The Gem-A coat of arms itself is composed of a shield, crest and motto.

====The shield====
The shield is the focal part of the coat of arms. In its centre is a gold jewelled book representing the study of gemmology. Above this is a rose-cut diamond within a circle, suggesting the examination of gems under magnification. To each side are octahedral diamond crystals, indicating gems as found, and below is a pearl-set ring representing gem-set jewellery.

====The crest====
The crest is in the form of a lynx. This species of wildcat is traditionally renowned for its keenness of sight and, with perhaps just a touch of humour, was employed here as a perfect symbol for gemmologists and gemmology students. In its paws it holds one of the oldest heraldic emblems, an ‘escarbuncle’. This is a symbol of supremacy, but also represents a brilliant jewel with light radiating from it. Its tips are jewels of many different colours. Gem-A is often referred to as the central jewel, with gem education and knowledge radiating from it with the jewelled tips being the graduates and members of the association.

==Courses==
Gem-A provides courses in gemmology and diamond as well as offering a wide range of short courses, lab classes and one-day workshops, catering for both beginners and experts in the field.
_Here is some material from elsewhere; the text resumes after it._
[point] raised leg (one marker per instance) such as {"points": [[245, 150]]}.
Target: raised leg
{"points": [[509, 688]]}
Gem-A certificated courses include :
Foundation in Gemmology course (leading to Cert. GA status)
Diploma in Gemmology course (leading to possible FGA membership )
Diamond Diploma (leading to possible DGA membership).
Graduates of the Diploma in Gemmology are eligible for election to Fellowship of the Gemmological Association and may use the letters FGA after their name for as long as they remain paid-up members of the association. Graduates of the Diamond Diploma may use the letters DGA after their name for as long as they remain paid-up members of the association.
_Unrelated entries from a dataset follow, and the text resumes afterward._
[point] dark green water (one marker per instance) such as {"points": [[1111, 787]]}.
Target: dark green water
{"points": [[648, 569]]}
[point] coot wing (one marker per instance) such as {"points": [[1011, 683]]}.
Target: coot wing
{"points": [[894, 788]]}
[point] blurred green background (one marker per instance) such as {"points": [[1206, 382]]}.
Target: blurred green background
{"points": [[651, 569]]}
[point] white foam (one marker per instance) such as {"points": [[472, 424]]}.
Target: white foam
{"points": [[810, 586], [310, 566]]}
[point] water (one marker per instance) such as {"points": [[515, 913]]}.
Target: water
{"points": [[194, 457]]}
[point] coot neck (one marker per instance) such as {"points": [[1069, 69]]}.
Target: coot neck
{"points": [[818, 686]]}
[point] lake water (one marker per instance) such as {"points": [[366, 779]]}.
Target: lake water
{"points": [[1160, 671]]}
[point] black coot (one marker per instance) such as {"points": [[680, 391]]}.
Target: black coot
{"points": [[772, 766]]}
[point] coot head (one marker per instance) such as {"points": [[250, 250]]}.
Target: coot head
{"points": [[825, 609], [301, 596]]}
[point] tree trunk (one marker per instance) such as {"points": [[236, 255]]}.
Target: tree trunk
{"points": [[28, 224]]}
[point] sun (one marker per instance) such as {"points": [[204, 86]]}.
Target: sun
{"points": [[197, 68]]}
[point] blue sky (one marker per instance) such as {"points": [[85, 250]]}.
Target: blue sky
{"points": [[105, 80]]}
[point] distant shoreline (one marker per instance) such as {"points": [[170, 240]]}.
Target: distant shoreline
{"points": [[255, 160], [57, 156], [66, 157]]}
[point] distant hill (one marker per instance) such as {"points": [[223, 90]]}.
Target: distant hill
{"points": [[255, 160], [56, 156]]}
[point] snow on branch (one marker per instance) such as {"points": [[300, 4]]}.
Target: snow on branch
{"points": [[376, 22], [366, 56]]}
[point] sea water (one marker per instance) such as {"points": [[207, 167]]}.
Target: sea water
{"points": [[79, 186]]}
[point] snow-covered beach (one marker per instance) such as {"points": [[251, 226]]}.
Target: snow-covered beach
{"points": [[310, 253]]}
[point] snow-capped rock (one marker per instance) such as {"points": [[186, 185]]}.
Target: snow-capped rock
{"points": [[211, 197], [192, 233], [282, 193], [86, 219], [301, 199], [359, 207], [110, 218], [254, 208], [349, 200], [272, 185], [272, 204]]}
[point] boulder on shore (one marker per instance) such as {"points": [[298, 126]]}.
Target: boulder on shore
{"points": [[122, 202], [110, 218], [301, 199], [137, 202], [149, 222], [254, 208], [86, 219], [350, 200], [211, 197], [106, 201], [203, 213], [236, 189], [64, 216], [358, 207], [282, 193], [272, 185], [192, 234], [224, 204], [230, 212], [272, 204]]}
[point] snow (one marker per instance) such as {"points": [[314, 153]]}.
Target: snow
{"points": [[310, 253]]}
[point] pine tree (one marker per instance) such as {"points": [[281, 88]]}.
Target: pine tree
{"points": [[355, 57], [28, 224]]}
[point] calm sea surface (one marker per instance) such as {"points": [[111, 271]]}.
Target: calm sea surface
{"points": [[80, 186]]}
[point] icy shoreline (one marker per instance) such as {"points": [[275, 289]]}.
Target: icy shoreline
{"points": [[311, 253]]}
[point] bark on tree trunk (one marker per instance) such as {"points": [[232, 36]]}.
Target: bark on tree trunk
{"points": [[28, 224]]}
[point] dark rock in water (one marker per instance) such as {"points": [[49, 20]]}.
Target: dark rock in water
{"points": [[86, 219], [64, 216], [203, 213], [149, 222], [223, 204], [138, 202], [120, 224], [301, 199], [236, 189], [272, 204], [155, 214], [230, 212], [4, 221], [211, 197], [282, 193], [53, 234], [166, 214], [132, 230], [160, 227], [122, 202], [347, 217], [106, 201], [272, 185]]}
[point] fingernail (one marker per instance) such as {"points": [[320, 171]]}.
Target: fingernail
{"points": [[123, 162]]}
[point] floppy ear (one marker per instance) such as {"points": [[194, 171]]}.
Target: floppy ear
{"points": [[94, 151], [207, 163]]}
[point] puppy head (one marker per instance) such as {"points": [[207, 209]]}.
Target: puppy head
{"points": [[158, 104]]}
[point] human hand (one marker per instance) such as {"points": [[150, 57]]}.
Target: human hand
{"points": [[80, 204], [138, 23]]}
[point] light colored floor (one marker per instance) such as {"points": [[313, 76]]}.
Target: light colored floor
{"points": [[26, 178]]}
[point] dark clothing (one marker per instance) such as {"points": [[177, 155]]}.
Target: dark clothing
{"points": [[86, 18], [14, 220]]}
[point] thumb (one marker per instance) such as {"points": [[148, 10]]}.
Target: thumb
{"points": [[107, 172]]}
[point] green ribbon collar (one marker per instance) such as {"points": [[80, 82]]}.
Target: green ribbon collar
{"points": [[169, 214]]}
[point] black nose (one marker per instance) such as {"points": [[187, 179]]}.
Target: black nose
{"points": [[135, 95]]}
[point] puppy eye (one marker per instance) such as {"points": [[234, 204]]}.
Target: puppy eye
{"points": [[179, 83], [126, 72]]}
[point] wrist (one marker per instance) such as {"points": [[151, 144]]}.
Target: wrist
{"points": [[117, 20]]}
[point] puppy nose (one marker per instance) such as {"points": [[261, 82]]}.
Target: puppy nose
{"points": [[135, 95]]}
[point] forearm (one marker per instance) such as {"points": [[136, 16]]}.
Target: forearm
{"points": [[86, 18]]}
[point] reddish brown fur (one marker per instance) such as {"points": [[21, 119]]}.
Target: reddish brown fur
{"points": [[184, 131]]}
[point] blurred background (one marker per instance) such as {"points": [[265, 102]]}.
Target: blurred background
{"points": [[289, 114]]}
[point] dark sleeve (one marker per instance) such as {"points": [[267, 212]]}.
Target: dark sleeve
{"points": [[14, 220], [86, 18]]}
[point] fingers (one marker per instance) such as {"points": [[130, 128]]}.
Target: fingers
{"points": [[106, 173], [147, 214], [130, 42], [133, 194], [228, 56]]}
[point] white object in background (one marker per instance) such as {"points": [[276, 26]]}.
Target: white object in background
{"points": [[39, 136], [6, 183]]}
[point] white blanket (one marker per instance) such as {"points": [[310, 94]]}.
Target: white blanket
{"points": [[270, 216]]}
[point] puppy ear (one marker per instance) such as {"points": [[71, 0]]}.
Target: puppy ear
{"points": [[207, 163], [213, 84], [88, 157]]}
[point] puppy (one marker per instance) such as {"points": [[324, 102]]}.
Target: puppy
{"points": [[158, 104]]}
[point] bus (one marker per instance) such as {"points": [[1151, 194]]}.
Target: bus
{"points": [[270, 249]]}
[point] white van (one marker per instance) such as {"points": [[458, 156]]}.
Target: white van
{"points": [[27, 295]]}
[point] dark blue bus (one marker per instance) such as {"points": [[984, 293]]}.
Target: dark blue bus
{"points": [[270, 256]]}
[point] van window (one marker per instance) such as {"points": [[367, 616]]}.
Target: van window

Certificated courses can be studied in-house at the Gem-A London headquarters through daytime or evening classes, at one of Gem-A's international Accredited Teaching Centres or by Open Distance Learning (ODL) online classes.

Gem-A holds an annual conference, bringing together international speakers and delegates to meet and discuss important changes within the gem industry. It publishes the Gems & Jewellery magazine seven times a year as well as NAG's The Jeweller.

==Charitable status==
As an education Charity (UK Registered Charity No. 11099555) Gem-A has a responsibility to provide gem information and education to the widest possible audience. To this end Gem-A has worked with developing countries including Madagascar, Pakistan and Afghanistan, and it also plays an active part in promoting high ethical and environmental standards in the gem industry.

==Publications==
Gems and Jewellery, a magazine published seven times a year, dealing with all aspects of gems and jewellery as well as NAG's the Jeweller.

The Journal of Gemmology, a quarterly academic peer-reviewed journal, published in collaboration with the Swiss Gemmological Institute SSEF and supported by the American Gemological Laboratories (AGL) and the Gem and Jewelry Institute of Thailand (GIT).”